The agent told you it was “normal procedure” for Wells Fargo’s fraud teams to deny fraud claims if a chip card was in the owner’s possession the entire time, which you told them it was. But technically speaking, that was incorrect: The card was briefly out of your hands when the station attendant took it and inserted in a hand-held machine at your car window.

OK, so you didn’t see the text alert and didn’t correctly parse exactly what “in your possession” meant. But given your continued appeals and the online reviews of the gas station and others in the area that corroborate your account, it’s disappointing Wells Fargo continued to be so stubborn.

The representative you spoke to conceded the team who worked on your case could have done better. “We are going to try to revise our procedures,” she said, noting that she had coached the person who made the decision on how to do “better, thorough research.”

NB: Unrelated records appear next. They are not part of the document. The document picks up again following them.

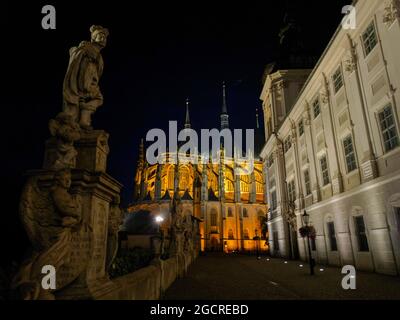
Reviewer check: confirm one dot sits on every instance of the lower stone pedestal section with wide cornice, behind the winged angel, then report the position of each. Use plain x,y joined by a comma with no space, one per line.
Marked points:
98,193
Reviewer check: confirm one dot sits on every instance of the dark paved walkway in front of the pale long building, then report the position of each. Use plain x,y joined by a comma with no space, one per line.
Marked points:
229,277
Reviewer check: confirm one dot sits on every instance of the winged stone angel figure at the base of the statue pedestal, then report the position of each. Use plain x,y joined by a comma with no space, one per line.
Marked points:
53,221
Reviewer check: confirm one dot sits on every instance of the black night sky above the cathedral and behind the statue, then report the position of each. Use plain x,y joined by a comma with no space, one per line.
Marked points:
158,54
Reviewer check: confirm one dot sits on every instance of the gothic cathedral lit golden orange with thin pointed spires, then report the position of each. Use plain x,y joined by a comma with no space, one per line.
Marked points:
231,208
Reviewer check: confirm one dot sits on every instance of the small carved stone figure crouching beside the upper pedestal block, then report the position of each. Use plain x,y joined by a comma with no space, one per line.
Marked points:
66,131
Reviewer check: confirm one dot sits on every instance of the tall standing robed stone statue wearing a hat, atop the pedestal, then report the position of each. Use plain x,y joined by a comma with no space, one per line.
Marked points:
81,89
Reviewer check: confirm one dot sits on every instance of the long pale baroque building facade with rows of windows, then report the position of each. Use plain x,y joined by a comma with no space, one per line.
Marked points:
332,147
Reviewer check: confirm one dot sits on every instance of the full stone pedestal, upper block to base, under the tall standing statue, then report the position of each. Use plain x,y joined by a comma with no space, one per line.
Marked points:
98,193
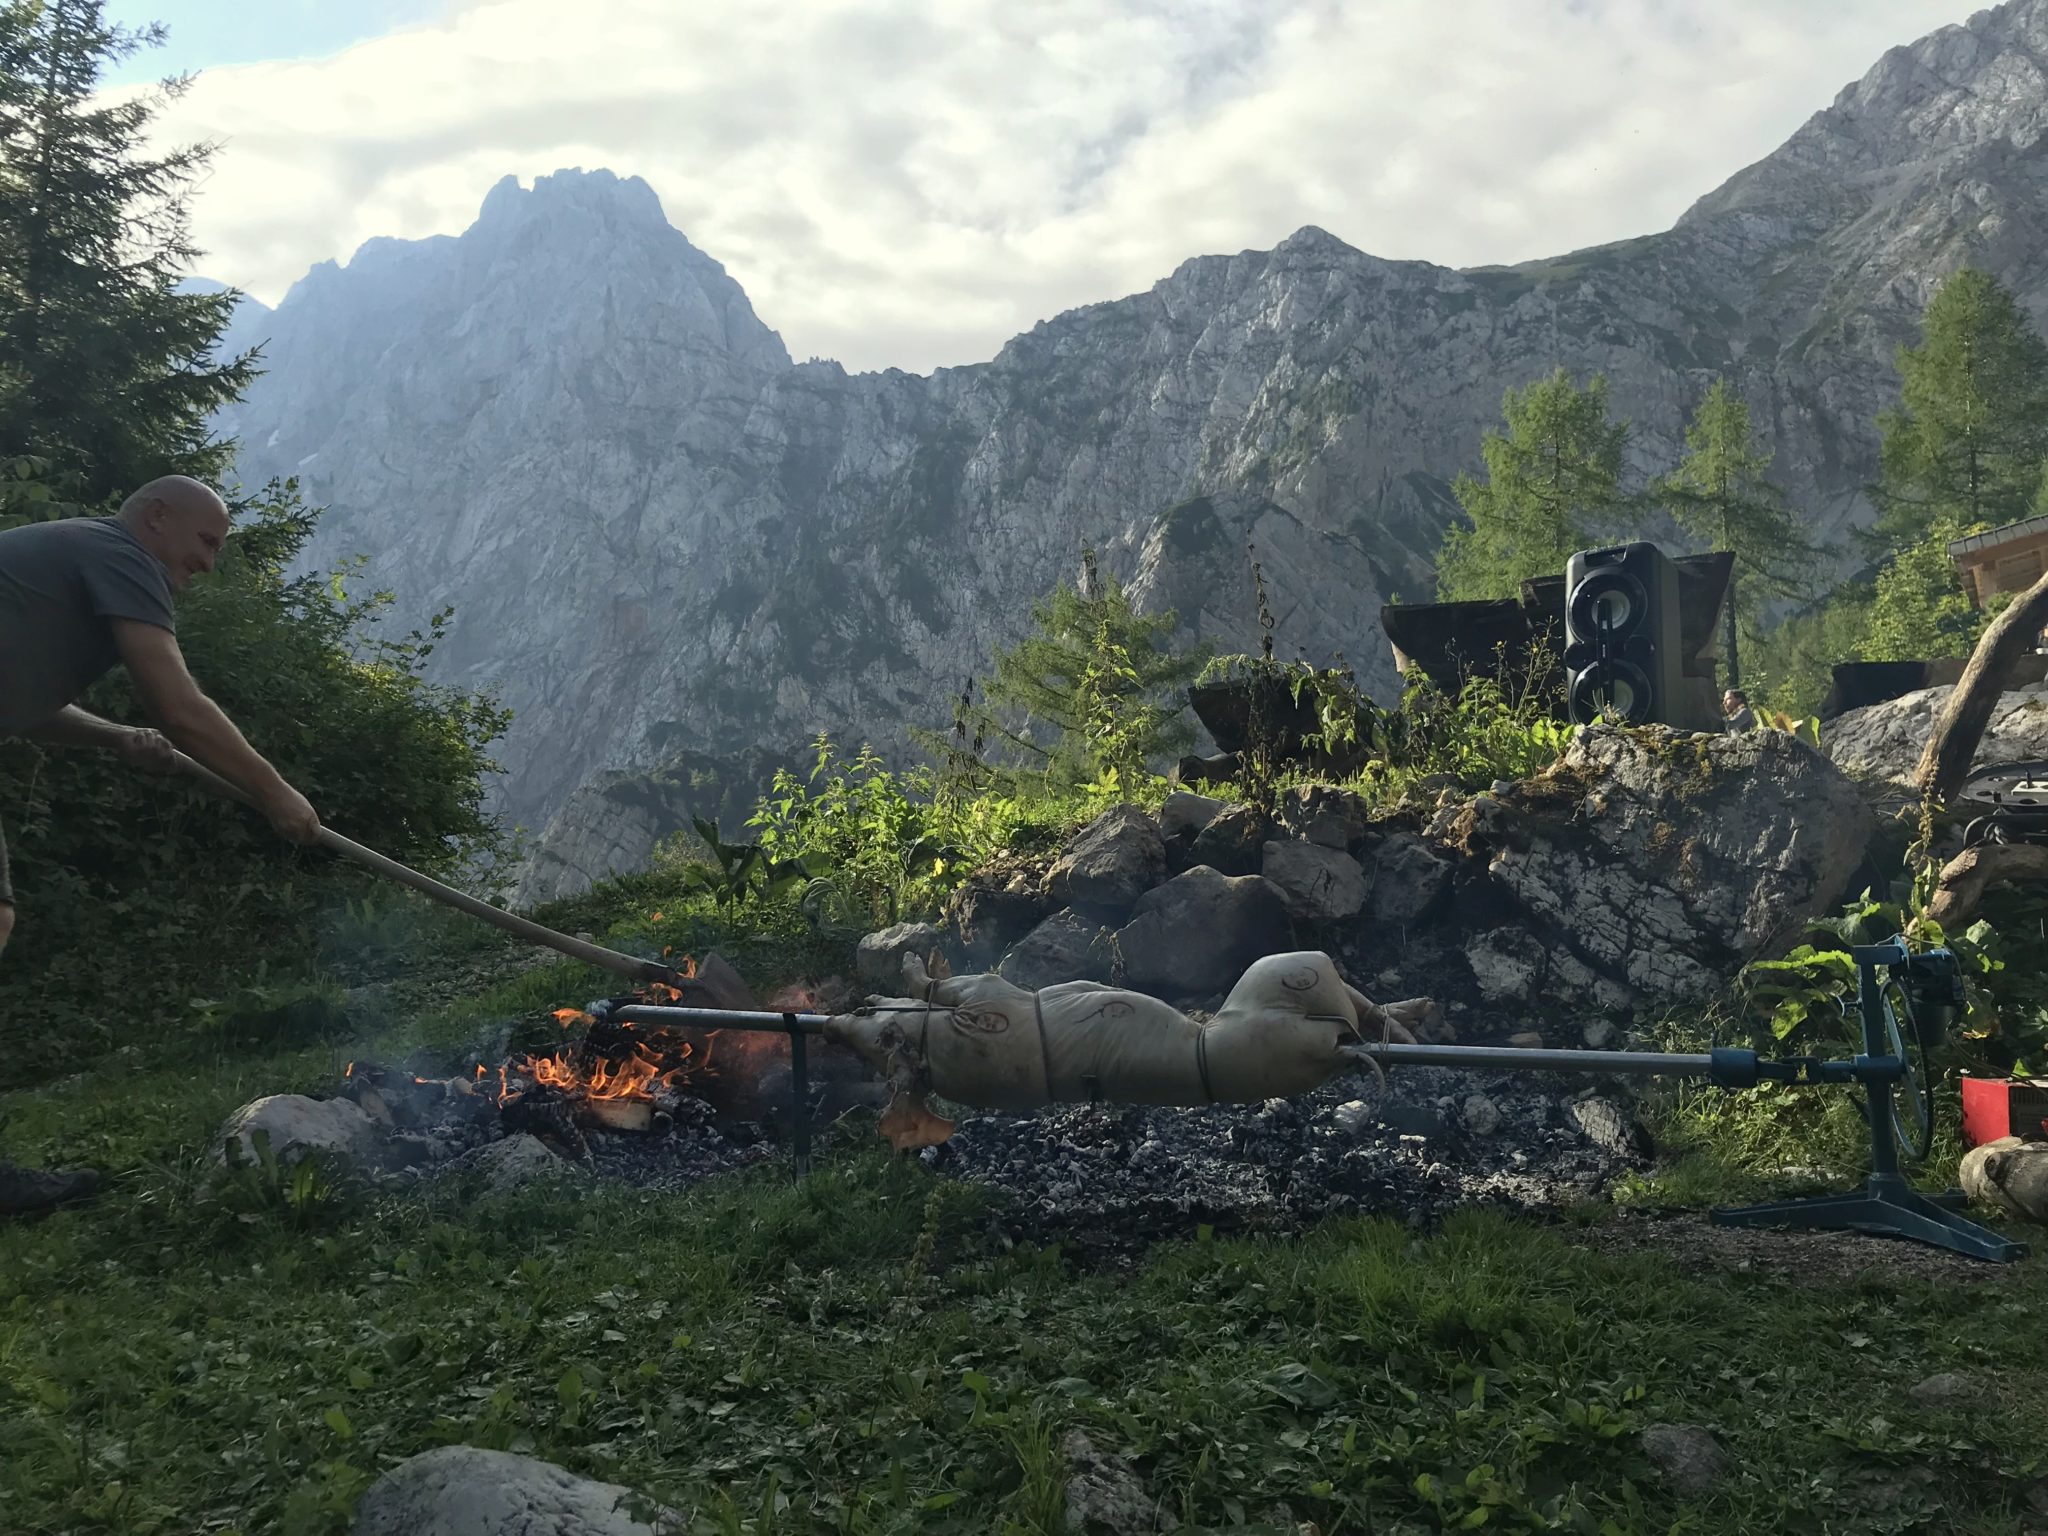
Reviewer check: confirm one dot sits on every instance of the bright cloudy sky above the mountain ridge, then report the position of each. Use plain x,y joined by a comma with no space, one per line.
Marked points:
910,183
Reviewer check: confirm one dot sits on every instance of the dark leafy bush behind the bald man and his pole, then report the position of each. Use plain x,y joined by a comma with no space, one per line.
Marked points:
157,890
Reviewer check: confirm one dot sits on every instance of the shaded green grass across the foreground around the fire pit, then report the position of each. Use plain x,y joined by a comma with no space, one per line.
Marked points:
865,1353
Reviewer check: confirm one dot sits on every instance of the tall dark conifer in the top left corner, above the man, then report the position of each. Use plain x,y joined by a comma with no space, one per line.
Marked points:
105,366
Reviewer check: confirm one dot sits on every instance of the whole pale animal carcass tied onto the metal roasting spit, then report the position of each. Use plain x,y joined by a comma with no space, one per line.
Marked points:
1289,1027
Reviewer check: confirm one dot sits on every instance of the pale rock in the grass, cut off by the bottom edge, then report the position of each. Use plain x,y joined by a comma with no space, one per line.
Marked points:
470,1492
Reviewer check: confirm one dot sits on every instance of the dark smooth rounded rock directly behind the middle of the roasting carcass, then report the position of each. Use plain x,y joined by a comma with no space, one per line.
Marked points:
1201,931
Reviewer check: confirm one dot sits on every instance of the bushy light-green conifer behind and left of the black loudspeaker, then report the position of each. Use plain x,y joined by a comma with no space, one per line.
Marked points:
1553,486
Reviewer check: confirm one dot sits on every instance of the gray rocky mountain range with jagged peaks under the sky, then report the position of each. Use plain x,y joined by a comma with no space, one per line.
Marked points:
663,538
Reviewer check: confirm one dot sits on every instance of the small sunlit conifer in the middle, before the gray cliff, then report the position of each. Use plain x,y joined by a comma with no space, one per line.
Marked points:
1103,677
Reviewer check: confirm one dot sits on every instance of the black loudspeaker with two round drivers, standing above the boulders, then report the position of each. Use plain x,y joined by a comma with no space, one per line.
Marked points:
1621,636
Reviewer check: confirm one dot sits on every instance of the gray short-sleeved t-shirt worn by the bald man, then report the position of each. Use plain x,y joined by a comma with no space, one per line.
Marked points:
62,585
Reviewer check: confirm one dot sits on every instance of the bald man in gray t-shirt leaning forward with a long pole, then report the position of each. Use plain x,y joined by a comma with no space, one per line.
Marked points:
77,597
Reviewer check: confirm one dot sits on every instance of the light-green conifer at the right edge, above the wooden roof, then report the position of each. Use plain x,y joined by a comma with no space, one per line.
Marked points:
1969,437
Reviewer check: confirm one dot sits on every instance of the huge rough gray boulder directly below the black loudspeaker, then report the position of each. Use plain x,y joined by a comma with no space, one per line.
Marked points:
1650,865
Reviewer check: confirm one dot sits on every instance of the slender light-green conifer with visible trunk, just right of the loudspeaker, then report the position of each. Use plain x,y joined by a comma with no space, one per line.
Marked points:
1721,493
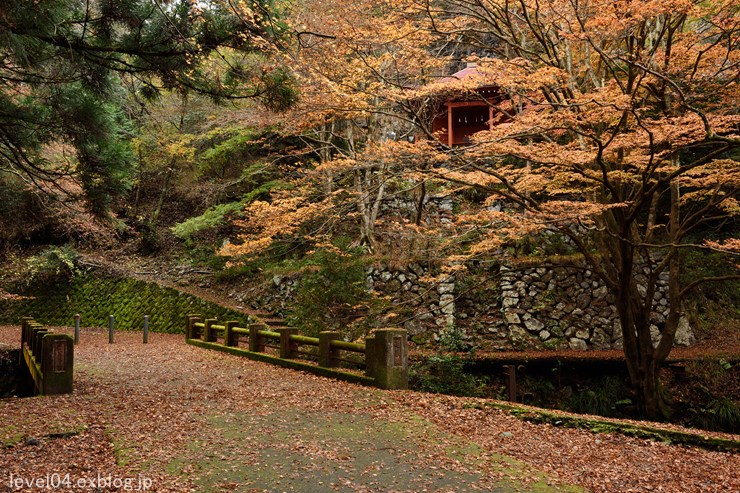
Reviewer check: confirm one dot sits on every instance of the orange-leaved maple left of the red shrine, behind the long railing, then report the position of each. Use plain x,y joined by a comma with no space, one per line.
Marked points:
355,62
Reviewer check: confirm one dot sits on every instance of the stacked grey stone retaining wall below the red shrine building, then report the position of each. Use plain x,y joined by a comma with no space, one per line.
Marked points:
559,308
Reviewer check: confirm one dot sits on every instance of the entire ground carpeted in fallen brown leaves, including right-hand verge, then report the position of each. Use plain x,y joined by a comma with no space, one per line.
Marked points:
189,419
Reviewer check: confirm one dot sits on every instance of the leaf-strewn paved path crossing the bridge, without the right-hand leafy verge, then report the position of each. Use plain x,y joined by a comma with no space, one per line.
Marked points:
192,419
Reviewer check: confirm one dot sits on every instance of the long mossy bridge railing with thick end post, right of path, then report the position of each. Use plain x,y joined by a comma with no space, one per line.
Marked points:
383,356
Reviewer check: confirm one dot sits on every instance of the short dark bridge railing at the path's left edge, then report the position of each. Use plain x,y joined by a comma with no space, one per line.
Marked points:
48,358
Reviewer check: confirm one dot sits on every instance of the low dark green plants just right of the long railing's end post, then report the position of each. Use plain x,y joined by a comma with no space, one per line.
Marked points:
446,374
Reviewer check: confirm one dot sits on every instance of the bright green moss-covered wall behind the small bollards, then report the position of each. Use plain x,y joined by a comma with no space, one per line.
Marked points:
96,296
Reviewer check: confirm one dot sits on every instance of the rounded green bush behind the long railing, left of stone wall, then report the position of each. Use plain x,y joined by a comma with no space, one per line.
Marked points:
331,293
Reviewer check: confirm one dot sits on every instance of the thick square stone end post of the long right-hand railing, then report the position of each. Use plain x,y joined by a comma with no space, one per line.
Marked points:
389,359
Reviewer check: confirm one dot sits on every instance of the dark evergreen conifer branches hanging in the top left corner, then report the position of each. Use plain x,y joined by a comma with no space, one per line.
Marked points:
61,106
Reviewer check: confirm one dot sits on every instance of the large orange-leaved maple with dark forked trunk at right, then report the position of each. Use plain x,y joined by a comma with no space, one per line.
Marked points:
619,130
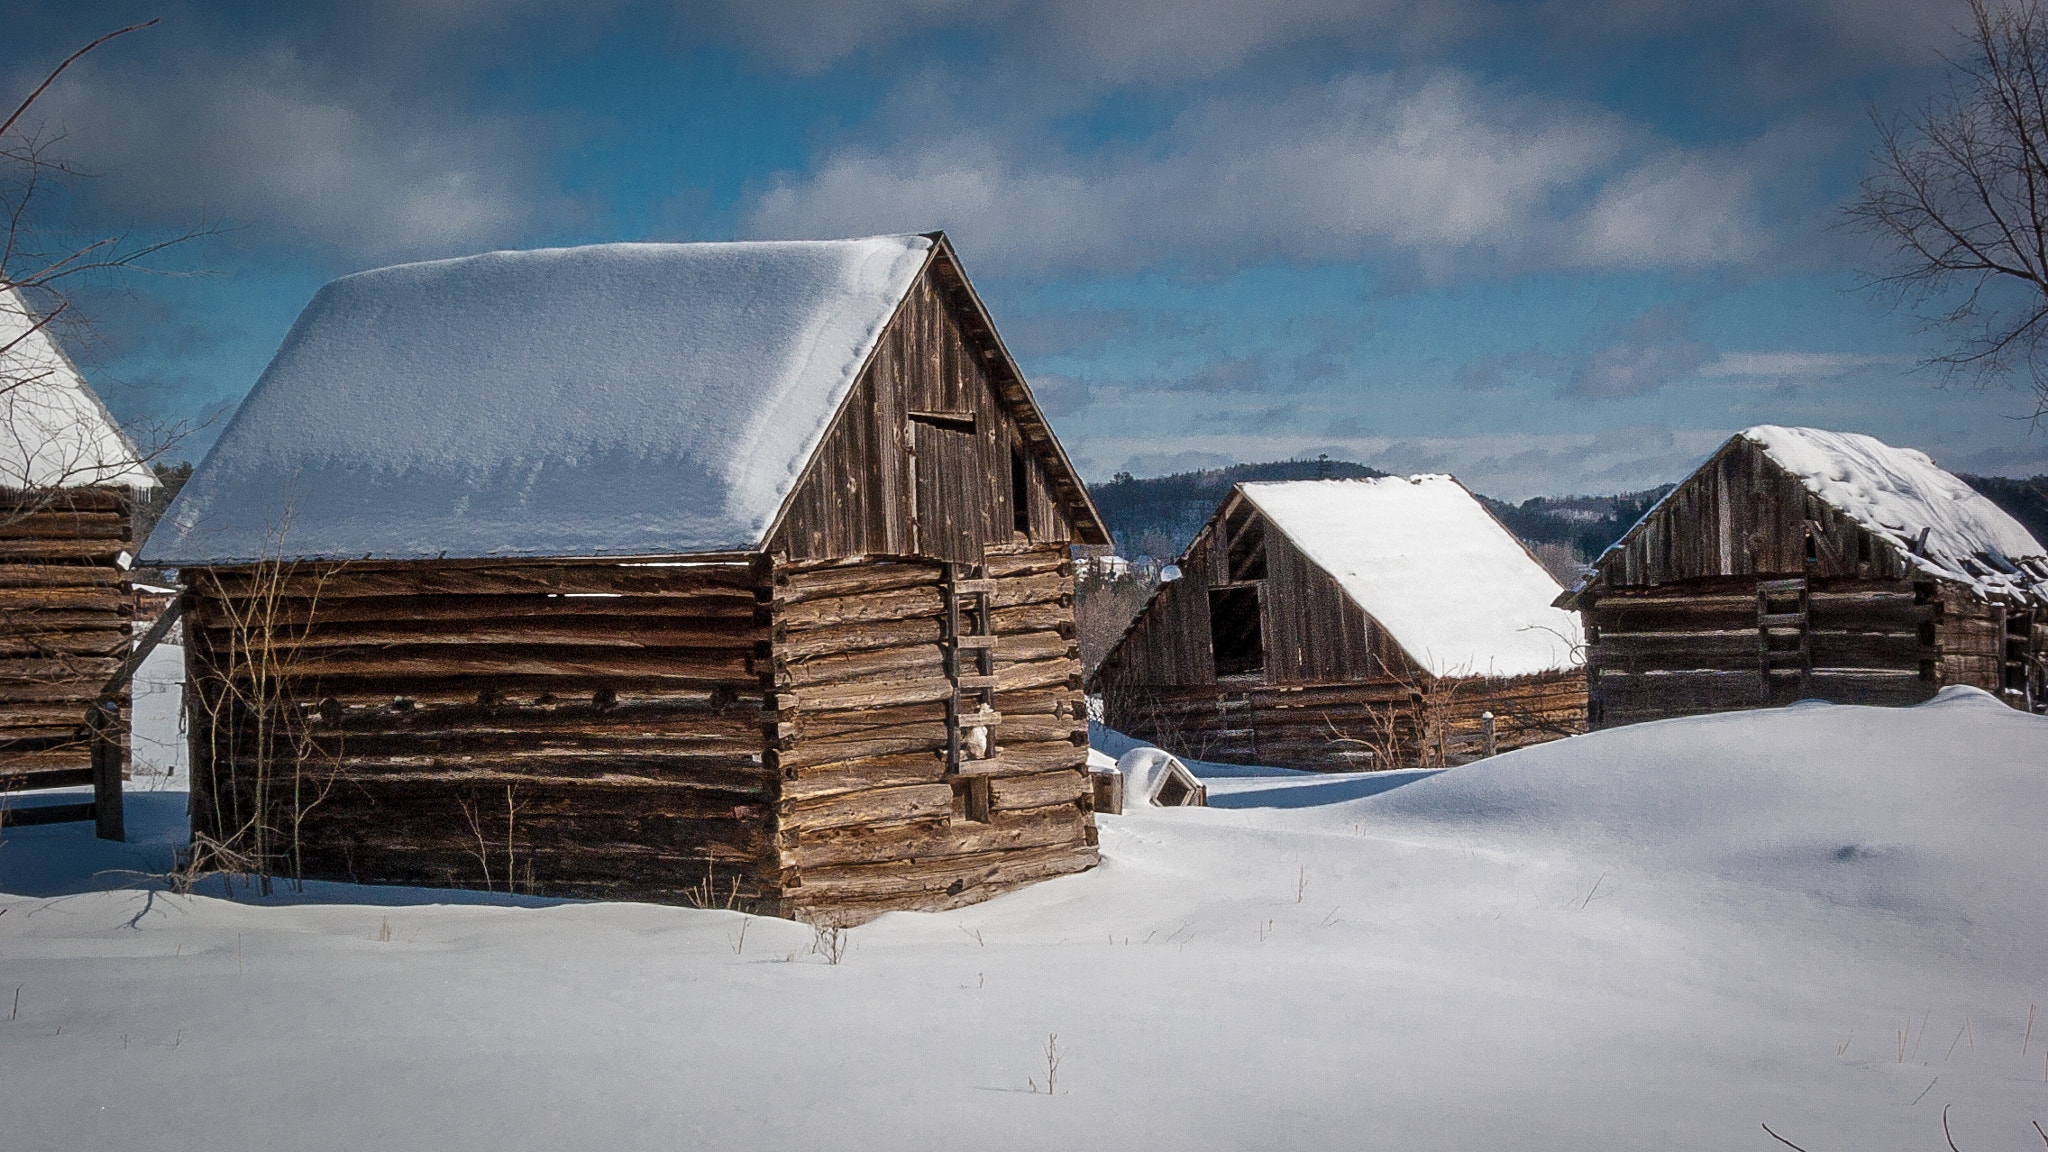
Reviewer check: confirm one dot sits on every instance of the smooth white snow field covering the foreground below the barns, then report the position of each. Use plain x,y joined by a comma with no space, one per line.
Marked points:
1824,919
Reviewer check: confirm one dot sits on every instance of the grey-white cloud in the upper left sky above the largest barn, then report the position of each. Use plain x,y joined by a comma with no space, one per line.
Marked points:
292,151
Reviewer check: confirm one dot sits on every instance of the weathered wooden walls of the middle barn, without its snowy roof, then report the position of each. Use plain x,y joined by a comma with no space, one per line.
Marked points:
1336,692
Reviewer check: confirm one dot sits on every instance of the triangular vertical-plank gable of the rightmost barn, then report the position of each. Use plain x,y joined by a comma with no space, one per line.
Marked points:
1744,516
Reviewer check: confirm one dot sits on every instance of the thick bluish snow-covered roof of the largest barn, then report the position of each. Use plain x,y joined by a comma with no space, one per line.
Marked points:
605,401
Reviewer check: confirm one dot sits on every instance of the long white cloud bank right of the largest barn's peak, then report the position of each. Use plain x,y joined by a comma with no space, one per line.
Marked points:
1443,171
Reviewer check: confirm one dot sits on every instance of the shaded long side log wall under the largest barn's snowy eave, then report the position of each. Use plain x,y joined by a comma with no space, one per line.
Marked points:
579,729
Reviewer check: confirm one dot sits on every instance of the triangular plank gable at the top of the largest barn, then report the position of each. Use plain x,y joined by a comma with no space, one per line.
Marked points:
939,448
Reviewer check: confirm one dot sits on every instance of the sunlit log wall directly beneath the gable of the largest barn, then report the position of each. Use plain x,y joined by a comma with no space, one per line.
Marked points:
869,817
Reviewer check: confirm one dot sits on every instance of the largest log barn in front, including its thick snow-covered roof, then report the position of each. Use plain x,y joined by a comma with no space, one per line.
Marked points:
689,573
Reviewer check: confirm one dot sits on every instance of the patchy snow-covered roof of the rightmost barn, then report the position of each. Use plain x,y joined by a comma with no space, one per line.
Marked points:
1900,495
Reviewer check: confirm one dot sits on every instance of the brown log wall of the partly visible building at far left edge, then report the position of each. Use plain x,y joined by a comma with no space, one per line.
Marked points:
65,626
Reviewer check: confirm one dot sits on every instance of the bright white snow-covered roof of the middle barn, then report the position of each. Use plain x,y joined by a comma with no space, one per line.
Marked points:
1433,567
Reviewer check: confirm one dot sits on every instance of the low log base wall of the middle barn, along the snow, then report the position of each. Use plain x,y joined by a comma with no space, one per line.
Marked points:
1381,723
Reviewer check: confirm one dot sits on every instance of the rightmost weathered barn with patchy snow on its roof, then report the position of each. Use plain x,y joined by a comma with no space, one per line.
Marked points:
1799,563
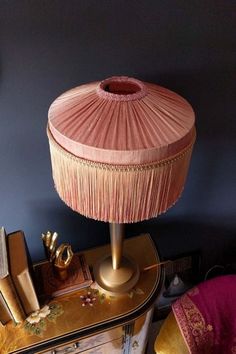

That’s good to hear, although I’d feel more confident if I had heard it straight from an official company source rather than on a recorded phone call.

Here’s another piece of advice for travelers as mobile card readers become the default form of payment in many places: When possible, ask for the machine and to insert (or tap) the card yourself, watching the screen carefully. In much of the world (though for some reason, not in many American restaurants), the days of a merchant taking your card to the back to run it through a machine (and potentially a skimmer to steal your information) are long gone.

Though you were quite reasonably frustrated with Wells Fargo, let’s be clear here. The real villains are those who committed this crime in the first place and somehow, whether at the gas station or elsewhere, managed to charge $1,500 to a business called Comida Corrida in faraway Mexico City.

I got in touch with Grupo Horizon, which operates the Chevron Emerald gas station you went to, as well as dozens of Chevron stations in the states of Baja California Sur and Sinaloa.

Gilberto Gómez, the company’s business director, responded by email, saying he was unaware of such issues and encouraged you to send him details. “We take follow-ups to this kind of complaint very seriously and meticulously,” he wrote in Spanish. “If there is any harm to our customers attributable to the gas station, we address it.” (I’ve given you his email address and you told me you would follow up with him.)

But considering the Google reviews at this location and several other (non-Chevron) gas stations in the region, I am skeptical that Grupo Horizon is not aware of the problem. Mr. Gómez did not respond when I followed up twice about whether he had seen the Google reviews.

I also got in touch with the Los Cabos Tourism Board. When its managing director, Rodrigo Esponda, got back to me, he said he was “deeply concerned about the situation,” and had spoken to the Baja California Sur state attorney’s office, which told him it was investigating the matter. He also recommended that tourists who have complaints about a business in the region should register them with Mexico’s federal consumer protection organ, Profeco.

In the meantime, could the solution simply be to pay cash at Cabo-area gas stations? Alas, no: There are also reports of gas station attendants switching out large bills customers pay with for smaller ones and demanding more. And don’t even get me started on the Tripped Up complaints that come about the poor customer service travelers encounter in car rental agencies near Mexican beach destinations. The best solution for sun-seekers may be to skip the car rental altogether and hire a driver, use car-share services or take public transportation.